但现在,她的脸色也透着不正常的白,连唇色都失去了血色。
江宓抬步走到闻宗赋的病**,目光从上而下,直勾勾的盯着闻宗赋那苍白的脸庞。
终究,江宓扯唇,轻声喊道:“闻宗赋,你要躲着我吗。”
这话落下,江宓能清晰的看到闻宗赋的眼睫颤动了一下,但他仍旧没有睁开眼睛,只紧紧抿着唇。
所有的反应都表达在脸上,避而不见。
江宓脸上闪过几分讥讽:“闻宗赋,我是你的媳妇,出了任何事,我们都要一起面对,你现在躲着我,是什么意思?打算跟我算了?”

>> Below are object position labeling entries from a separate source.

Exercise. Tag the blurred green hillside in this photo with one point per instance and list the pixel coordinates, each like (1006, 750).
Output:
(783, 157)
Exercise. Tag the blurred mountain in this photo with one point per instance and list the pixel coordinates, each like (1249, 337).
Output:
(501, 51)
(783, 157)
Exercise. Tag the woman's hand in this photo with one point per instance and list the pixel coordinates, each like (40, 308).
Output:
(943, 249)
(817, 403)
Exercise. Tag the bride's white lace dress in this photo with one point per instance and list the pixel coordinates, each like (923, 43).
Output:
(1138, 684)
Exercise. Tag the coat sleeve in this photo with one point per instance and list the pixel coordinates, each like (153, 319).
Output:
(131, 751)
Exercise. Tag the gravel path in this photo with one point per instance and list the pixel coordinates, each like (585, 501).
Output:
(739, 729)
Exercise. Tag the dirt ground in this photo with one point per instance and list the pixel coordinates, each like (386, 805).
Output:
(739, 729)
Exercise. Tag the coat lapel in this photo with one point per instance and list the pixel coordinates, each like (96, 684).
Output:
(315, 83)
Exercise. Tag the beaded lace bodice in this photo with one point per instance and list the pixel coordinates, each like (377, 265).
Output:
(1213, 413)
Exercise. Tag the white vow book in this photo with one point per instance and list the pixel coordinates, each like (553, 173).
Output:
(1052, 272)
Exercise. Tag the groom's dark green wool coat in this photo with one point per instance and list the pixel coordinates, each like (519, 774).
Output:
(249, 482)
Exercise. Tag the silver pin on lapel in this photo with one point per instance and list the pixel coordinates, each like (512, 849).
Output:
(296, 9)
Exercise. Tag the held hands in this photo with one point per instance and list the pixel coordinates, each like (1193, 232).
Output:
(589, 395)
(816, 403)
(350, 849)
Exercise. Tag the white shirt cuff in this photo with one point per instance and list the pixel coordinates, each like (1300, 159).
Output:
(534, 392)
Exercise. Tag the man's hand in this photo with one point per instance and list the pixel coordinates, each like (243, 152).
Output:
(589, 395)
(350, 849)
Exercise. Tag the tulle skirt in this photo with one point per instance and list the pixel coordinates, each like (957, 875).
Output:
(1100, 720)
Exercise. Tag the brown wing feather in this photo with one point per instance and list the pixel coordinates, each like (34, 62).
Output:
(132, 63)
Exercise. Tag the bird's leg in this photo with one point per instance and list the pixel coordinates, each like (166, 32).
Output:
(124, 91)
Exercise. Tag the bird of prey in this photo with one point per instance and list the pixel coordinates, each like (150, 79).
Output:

闻宗赋心脏揪紧,像是被一双无形的大手扼住,完全没有喘息的空间。
他紧紧皱着眉心,倏地睁开眼睛,那双黑眸里充满了阴郁,愤怒,自厌,甚至……是自卑。
“江宓,还记不记得高考前你跟我说的话?”
只一句话,就让江宓的脸色瞬间一白,浑身止不住的战栗。
她正想要开口拦着闻宗赋,阻止他说出来时,可闻宗赋始终快她一步。
“江宓,我答应过你,会保护好我自己,若是我出了什么事,我们就分开,这是我们在高考前就商量好的,现在我履行承诺,你走吧。”
江宓眼眸瞬间一红,连嗓音都是干涩的。
“闻宗赋,谁准你逃避了?谁准你轻易就结束我们之间的感情?”
闻宗赋却嘲讽开口,连神情都褪去了往日对她的温柔宠溺:“我现在成了这个样子,周老的话也只是安慰我,这腿若是真的好不了了,我一辈子只能跛着脚走路,江宓,难道你能接受一辈子跟一个瘸子在一起吗。”
“怎么不能?”
“你能,我不能!我不能接受!”
闻宗赋情绪激动起来,扯着嗓子,冷声喝道!
江宓眯了眯眸,脸色仍旧怔忡苍白着,如果她没记错的话,这似乎是闻宗赋第一次大声凶她。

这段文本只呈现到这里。